Bu açılımı taçlandıran hamle ‘Çözüm süreciydi’. Sadece duygu olarak değil, sistem olarak da ‘toplum’ olabilmenin zeminini oluşturma fırsatıydı. Ama bu süreçte paralel bir başka duygu daha güçleniyordu. Erdoğan’ın ‘ustalık’ dönemi olarak adlandırdığı, kafasındaki Türkiye tasavvurunu hızla hayata geçirmek istediği, bürokratik ayak bağlarından kurtulmayı planladığı, özgüvenin çok yükseldiği bir dönem… Ne var ki Gülen örgütünün girişimleri bu hayale sekte vururken, Rojawa hedefi de PKK’yı çözümden uzaklaştırdı. AK Parti güç dengesinde yalnızlaşırken önüne iki alternatif çıktı: Ya Meclis’i güçlendirerek meşruiyetini sağlama alacak, ya da salt toplumsal desteğine dayanarak sistemi zorlayacaktı.

AK Parti Kasım 2015 seçimleri sonrası net bir tercihle ikinci yola girdi. Ancak seçtiği yol aynı zamanda daha da yalnızlaşma ve ayrışmayı ifade ediyordu. Böyle bir ortamda toplumsal desteğin konsolide edilmesi ise tek bir anlama gelmekteydi: İslami muhafazakar kesimin ‘militanlaşması’… Kurtuluş savaşı, üst akıl, batı düşmanlığı, yayılmacılık, yerlilik millilik retoriğinin işlevi de bu oldu. Kısa zamanda Türkiye siyaseti kültürel iki kampa bölünmekle kalmadı, kültürel ayrışmanın temellendirilmesi de kaçınılmaz olarak kültürel farklılıkların kaşınmasını gerektirdi. Bunları kimin yapacağı konusunda ise sıkıntı yoktu… Medya zaten teşneydi ve gerisinde de fazlasıyla hevesli bir sosyal medya oluşmuştu.

Bugün bu ortamda, “seçilecek kişiyi ‘tek adam’ yapacak” bir sistem değişikliğini tartışıyoruz. Partiye, yasamaya, yargıya ve bürokrasiye tek başına hakim olacak biri… Bu kısa süreçte medyanın ve sosyal medyanın çığırından çıkması hiç şaşırtıcı değil.

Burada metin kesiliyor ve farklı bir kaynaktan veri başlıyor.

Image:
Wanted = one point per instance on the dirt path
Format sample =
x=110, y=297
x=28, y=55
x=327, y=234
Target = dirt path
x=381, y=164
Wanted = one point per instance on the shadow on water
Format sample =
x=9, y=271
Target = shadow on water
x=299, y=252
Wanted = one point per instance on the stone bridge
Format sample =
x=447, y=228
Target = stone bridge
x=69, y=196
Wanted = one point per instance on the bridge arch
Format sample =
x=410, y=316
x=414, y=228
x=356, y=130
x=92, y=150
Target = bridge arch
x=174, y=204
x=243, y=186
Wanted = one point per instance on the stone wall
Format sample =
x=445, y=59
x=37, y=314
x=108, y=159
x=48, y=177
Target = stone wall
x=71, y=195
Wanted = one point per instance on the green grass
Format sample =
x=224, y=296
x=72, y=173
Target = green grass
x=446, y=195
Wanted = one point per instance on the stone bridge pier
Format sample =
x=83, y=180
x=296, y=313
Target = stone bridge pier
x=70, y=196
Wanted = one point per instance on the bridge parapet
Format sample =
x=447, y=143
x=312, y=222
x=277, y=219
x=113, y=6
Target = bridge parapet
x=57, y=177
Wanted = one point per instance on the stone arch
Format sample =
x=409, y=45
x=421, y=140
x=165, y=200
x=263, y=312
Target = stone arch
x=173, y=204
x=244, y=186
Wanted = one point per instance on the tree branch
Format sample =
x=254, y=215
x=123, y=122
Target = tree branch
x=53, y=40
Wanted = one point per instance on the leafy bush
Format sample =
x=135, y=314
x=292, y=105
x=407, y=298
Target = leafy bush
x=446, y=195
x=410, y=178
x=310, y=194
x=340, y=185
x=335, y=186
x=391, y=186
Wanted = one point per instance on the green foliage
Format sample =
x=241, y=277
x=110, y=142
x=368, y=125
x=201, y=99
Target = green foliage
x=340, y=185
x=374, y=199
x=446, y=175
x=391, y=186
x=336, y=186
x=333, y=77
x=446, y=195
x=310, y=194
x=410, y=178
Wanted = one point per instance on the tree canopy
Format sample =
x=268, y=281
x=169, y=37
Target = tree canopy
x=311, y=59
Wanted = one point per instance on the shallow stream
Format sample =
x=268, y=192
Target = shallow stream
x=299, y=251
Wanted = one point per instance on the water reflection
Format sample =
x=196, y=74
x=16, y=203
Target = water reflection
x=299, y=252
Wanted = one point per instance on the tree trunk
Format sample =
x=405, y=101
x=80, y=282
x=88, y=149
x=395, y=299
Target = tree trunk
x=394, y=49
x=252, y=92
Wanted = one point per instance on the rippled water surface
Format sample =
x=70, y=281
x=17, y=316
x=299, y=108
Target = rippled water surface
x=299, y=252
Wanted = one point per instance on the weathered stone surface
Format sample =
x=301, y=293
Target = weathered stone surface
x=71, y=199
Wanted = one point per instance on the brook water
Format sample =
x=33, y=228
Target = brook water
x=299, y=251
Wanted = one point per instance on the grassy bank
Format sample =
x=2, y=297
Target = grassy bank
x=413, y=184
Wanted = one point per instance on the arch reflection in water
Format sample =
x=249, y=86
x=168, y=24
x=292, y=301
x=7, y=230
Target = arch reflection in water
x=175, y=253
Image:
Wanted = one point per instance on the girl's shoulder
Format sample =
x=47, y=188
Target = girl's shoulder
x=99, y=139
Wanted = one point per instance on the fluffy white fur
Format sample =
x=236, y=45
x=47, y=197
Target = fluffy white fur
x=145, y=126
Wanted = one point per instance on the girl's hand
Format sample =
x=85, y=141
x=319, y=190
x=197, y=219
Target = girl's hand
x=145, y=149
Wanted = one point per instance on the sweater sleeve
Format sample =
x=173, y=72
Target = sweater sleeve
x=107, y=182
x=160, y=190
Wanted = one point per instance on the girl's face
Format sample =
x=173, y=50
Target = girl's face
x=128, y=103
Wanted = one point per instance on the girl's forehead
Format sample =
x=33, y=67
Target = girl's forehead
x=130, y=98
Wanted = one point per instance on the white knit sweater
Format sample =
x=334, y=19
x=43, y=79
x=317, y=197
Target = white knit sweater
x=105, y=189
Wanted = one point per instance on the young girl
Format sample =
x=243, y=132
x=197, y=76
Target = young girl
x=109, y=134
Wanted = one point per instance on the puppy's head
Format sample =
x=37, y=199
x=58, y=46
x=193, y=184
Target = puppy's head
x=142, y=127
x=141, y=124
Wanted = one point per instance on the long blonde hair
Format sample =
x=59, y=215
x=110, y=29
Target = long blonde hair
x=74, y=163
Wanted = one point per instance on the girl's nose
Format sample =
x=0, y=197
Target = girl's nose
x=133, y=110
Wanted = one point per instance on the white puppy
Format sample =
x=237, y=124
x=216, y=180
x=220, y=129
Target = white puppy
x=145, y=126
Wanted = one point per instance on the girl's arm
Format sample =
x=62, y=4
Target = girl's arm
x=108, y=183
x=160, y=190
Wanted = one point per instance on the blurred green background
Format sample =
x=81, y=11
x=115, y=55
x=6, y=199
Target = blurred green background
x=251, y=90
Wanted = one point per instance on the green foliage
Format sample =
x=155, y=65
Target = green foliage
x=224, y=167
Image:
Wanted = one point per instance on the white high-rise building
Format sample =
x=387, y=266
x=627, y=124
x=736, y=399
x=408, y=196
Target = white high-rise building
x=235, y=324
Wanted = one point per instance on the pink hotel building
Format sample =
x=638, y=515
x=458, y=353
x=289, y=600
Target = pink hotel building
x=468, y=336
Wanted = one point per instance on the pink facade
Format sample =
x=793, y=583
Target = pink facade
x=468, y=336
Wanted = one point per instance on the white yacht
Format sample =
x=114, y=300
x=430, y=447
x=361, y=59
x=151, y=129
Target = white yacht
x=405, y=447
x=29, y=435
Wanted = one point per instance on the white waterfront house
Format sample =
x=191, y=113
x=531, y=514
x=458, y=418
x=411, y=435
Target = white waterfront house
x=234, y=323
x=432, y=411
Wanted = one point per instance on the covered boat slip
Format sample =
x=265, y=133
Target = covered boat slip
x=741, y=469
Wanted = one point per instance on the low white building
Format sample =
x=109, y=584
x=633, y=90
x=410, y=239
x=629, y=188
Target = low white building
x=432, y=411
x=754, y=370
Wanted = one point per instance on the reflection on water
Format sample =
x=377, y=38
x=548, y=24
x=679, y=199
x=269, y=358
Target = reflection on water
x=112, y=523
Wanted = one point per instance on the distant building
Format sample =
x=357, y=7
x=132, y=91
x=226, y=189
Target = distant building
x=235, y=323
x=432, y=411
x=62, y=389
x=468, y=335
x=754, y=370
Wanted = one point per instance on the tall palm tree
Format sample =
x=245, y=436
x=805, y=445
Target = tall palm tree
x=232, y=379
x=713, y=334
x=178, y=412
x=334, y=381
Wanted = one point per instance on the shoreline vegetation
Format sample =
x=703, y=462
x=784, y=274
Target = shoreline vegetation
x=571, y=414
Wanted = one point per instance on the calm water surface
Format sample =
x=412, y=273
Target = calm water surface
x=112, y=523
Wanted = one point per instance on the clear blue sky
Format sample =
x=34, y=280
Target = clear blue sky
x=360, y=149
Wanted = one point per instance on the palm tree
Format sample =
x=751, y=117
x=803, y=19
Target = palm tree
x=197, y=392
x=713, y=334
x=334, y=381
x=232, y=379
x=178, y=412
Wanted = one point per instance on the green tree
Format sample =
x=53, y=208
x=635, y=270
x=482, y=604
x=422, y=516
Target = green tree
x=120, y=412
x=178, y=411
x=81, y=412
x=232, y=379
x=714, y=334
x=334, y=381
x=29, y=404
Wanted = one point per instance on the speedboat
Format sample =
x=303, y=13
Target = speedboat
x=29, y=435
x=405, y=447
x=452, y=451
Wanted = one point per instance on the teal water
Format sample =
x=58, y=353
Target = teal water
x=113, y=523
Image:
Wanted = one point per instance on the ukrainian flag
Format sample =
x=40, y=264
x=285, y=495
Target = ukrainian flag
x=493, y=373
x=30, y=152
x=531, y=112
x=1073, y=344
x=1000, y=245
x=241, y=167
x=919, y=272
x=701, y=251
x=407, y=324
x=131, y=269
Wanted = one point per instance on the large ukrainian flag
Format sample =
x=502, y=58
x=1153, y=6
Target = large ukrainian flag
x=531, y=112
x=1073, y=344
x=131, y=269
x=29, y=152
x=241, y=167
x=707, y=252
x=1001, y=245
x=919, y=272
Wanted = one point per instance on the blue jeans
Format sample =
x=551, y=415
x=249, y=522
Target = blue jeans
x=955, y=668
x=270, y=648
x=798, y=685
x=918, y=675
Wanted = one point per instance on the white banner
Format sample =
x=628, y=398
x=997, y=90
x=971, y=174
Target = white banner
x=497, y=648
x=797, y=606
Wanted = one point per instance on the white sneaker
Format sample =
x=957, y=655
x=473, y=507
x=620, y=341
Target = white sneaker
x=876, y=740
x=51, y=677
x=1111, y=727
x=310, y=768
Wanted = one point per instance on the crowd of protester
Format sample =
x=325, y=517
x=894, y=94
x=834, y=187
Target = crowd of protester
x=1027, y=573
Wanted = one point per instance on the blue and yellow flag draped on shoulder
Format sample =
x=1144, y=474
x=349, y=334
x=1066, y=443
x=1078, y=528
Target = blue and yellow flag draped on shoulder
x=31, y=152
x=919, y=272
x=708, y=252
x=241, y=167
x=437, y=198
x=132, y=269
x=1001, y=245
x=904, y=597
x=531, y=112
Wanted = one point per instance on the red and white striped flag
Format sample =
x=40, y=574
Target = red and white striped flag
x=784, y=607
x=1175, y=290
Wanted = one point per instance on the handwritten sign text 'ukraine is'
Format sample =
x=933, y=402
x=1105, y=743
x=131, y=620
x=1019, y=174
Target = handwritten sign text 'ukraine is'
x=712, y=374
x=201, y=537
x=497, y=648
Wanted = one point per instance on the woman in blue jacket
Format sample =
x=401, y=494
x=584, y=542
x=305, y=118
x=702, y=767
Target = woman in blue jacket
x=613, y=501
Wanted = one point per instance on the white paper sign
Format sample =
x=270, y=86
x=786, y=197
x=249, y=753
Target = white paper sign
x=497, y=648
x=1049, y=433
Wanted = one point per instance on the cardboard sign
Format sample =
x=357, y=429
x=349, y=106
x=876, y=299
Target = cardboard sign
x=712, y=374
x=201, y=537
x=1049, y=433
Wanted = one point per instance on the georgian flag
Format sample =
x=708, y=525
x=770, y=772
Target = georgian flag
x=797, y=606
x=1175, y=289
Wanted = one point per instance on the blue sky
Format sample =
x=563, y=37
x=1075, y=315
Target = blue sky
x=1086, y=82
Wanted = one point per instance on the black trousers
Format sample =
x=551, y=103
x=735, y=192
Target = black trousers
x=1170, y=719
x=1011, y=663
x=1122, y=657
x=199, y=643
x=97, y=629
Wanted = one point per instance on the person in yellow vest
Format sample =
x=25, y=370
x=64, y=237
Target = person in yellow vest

Oportünizmle bir yerlere gelmiş veya gelebilecek geniş bir kitle olaya ölüm/kalım meselesi olarak bakıyor ve ayrışmayı bilerek derinleştiriyor. Buradan büyük bir kavga üretmek ve o kavgayı kazanarak bunun meyvelerini yemek istiyorlar. Türkiye’yi belki de bir daha tamir edilemeyecek şekilde manen bölme pahasına…

***

AK Parti iktidarının ilk on küsur yılında laik ve muhafazakar cemaatlerin sınırları gevşemiş, geçirgen hale gelmişti. İki kesim arasındaki etkileşim ailelerde melezleşmenin, İslami kanatta bireyselleşmenin, laik cenahta ise ‘yumuşak’ dindarlaşmanın önünü açmıştı. Her iki taraf da kendi ideolojik kabullerine mesafe alma eğilimi göstermekteydi. Şu an tam tersi yönde gidiliyor… Her iki taraf kabuk sertleştiriyor, aradaki mesafe açılıyor, arada kalanlar hain ilan ediliyor ve bir barış projesi savaş bezirganlığına dönüşüyor.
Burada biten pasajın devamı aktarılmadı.